The first year comprises 6 papers, all of which have some exam element.

The one paper you do get some choice in is ’Music and Musicology’- this involves compulsory study of musicological practice through the years, and then a choice between performance, composition and an extended essay. This can be great, as it allows you to focus on what you enjoy the most!

’Tonal Skills’ is harmony and counterpoint- writing 16th century counterpoint, fugal expositions, sections of string quartets, and piano accompaniment for 19th century songs- this is a mix of a normal 3-hour exam and a 28-hour ’takeaway paper’. You also have to do aural and keyboard skills as part of this paper. Without a doubt this can be the driest part of the course at times, but don’t be put off- it always gets easier!

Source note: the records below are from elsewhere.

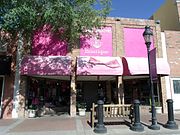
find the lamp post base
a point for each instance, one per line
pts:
(154, 127)
(101, 129)
(171, 125)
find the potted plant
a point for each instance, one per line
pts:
(82, 108)
(32, 111)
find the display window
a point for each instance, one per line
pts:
(48, 95)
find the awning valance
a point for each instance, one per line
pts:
(94, 65)
(46, 65)
(139, 66)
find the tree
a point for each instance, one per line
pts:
(68, 18)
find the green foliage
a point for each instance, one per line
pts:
(74, 16)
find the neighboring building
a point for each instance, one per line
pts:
(169, 16)
(115, 65)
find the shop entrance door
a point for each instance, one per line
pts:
(1, 93)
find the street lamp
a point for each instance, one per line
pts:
(148, 34)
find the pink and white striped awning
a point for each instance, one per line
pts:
(139, 66)
(46, 65)
(94, 65)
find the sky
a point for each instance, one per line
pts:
(135, 8)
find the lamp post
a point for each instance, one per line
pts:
(148, 34)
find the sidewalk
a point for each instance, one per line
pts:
(65, 125)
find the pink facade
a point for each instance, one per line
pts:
(42, 65)
(139, 66)
(99, 66)
(45, 43)
(134, 44)
(97, 47)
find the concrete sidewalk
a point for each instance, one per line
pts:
(65, 125)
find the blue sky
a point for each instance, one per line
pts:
(135, 8)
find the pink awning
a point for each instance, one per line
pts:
(139, 66)
(46, 65)
(94, 65)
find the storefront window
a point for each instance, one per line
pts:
(139, 89)
(49, 94)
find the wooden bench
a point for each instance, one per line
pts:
(111, 111)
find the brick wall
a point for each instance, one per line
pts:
(173, 51)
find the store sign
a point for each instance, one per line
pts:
(95, 46)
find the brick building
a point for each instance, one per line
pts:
(169, 16)
(54, 80)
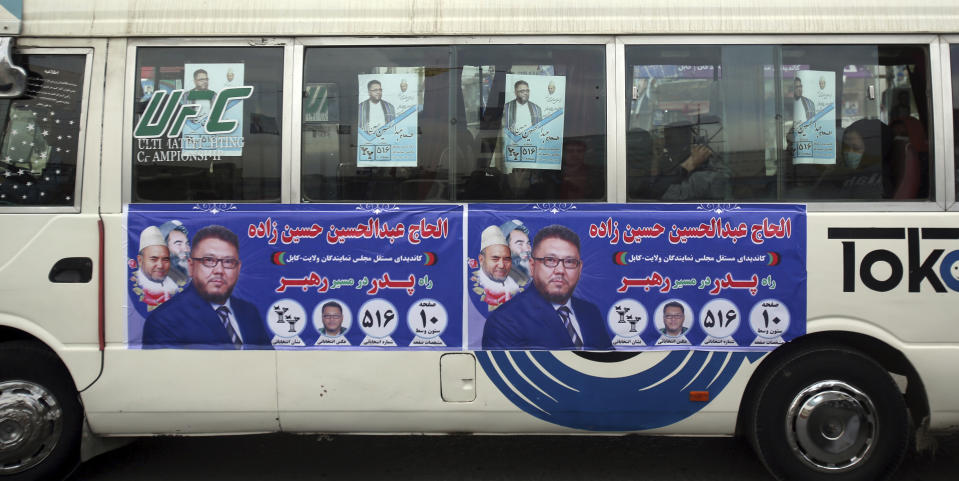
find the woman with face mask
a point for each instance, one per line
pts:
(860, 164)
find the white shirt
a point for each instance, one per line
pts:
(508, 286)
(572, 317)
(232, 316)
(799, 112)
(154, 287)
(523, 118)
(377, 117)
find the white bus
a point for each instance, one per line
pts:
(251, 217)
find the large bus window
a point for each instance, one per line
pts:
(808, 123)
(215, 140)
(40, 132)
(454, 123)
(375, 123)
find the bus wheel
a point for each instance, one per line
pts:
(40, 415)
(829, 413)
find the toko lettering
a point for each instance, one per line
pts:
(919, 268)
(166, 113)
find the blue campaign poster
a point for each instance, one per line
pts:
(258, 276)
(643, 276)
(454, 277)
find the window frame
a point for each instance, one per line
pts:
(932, 42)
(301, 44)
(200, 42)
(616, 164)
(944, 142)
(37, 46)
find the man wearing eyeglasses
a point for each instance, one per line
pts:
(374, 111)
(206, 315)
(332, 313)
(549, 317)
(520, 112)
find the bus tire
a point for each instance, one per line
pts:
(40, 414)
(829, 413)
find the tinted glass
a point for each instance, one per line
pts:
(454, 123)
(230, 153)
(798, 122)
(40, 132)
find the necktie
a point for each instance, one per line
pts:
(224, 313)
(564, 314)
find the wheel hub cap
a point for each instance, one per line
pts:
(832, 426)
(30, 424)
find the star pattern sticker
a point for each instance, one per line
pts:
(37, 139)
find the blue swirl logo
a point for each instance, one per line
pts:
(540, 384)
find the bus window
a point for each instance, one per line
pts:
(565, 90)
(808, 123)
(236, 157)
(39, 132)
(354, 97)
(880, 122)
(441, 123)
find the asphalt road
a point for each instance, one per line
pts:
(556, 458)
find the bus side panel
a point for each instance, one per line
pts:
(63, 315)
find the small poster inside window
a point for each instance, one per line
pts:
(814, 117)
(387, 120)
(204, 81)
(533, 121)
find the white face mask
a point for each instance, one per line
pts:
(852, 159)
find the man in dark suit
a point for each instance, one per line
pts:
(804, 108)
(522, 114)
(206, 315)
(374, 111)
(549, 317)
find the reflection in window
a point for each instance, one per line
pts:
(711, 123)
(39, 132)
(455, 123)
(198, 134)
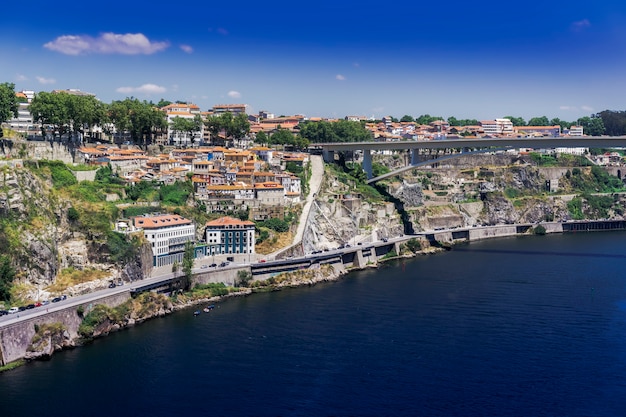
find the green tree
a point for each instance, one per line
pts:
(51, 109)
(517, 121)
(539, 121)
(7, 275)
(262, 138)
(8, 103)
(593, 126)
(140, 118)
(614, 122)
(188, 260)
(162, 103)
(427, 119)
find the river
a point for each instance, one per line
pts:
(522, 326)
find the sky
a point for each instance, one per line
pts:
(471, 60)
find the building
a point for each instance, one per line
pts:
(23, 123)
(576, 131)
(228, 235)
(167, 234)
(235, 109)
(497, 127)
(184, 111)
(538, 131)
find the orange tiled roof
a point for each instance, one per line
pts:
(165, 220)
(229, 221)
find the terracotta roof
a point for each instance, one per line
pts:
(164, 220)
(229, 221)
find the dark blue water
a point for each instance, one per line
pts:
(530, 326)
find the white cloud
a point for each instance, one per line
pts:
(43, 80)
(144, 89)
(106, 43)
(580, 25)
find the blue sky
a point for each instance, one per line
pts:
(481, 60)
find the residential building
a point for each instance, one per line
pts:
(228, 235)
(185, 111)
(576, 131)
(539, 131)
(167, 234)
(230, 108)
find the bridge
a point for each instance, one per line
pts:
(484, 144)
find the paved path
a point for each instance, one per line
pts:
(317, 174)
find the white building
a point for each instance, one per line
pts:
(184, 111)
(228, 235)
(497, 127)
(576, 131)
(167, 234)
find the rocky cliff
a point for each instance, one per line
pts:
(42, 242)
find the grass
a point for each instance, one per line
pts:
(69, 277)
(12, 365)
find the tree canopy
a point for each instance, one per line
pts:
(340, 131)
(8, 103)
(233, 127)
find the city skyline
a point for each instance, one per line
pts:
(472, 61)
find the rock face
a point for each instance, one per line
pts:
(48, 339)
(41, 240)
(341, 216)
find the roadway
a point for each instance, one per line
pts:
(535, 143)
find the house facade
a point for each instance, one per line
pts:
(228, 235)
(167, 234)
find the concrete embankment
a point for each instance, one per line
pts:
(15, 338)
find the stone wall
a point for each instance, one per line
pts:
(15, 338)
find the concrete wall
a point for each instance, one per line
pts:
(15, 338)
(85, 175)
(227, 276)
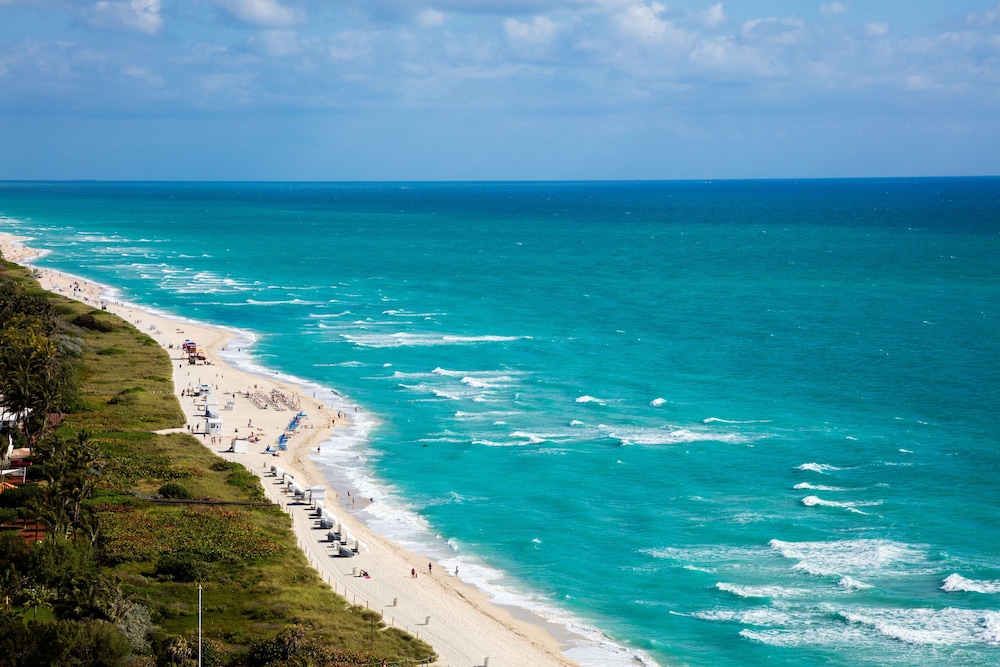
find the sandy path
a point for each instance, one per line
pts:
(456, 619)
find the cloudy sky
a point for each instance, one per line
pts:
(497, 89)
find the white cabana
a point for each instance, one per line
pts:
(316, 494)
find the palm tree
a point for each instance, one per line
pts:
(35, 597)
(11, 584)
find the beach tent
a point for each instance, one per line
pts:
(316, 493)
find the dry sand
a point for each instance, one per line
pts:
(458, 620)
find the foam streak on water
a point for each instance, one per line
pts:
(704, 423)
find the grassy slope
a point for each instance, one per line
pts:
(260, 582)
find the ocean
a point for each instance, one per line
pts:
(702, 423)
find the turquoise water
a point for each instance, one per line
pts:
(734, 423)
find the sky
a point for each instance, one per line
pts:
(349, 90)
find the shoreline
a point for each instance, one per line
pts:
(460, 621)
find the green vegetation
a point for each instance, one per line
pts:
(113, 576)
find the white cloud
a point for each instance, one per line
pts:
(644, 23)
(143, 74)
(133, 16)
(537, 33)
(714, 16)
(833, 9)
(987, 18)
(726, 56)
(277, 43)
(777, 31)
(430, 18)
(263, 13)
(877, 29)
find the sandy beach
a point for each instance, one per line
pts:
(462, 625)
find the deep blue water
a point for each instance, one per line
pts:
(732, 423)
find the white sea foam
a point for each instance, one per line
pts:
(955, 583)
(401, 339)
(821, 468)
(814, 501)
(761, 591)
(766, 616)
(322, 316)
(532, 438)
(852, 584)
(286, 302)
(488, 382)
(629, 435)
(816, 487)
(851, 557)
(947, 627)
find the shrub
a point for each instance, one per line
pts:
(183, 566)
(88, 321)
(175, 490)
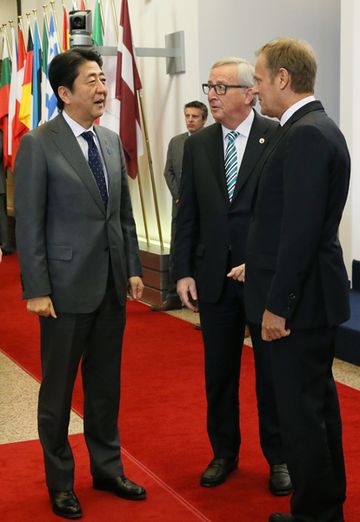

The analysis paper focuses on the period 1770-1830, including one set work (this year Bach’s Well-Tempered Clavier, book II) and one unseen for the exam. You tend to focus on Beethoven, Schubert, Haydn and Mozart quite strongly, and especially chamber music- but this paper is all about studying the music itself in depth, learning a range on analytical techniques, rather than the historical context. I’ve always found this genuinely rewarding (if at times frustrating- but that’s Cambridge!) as you can really get your teeth into a work and essentially break it apart.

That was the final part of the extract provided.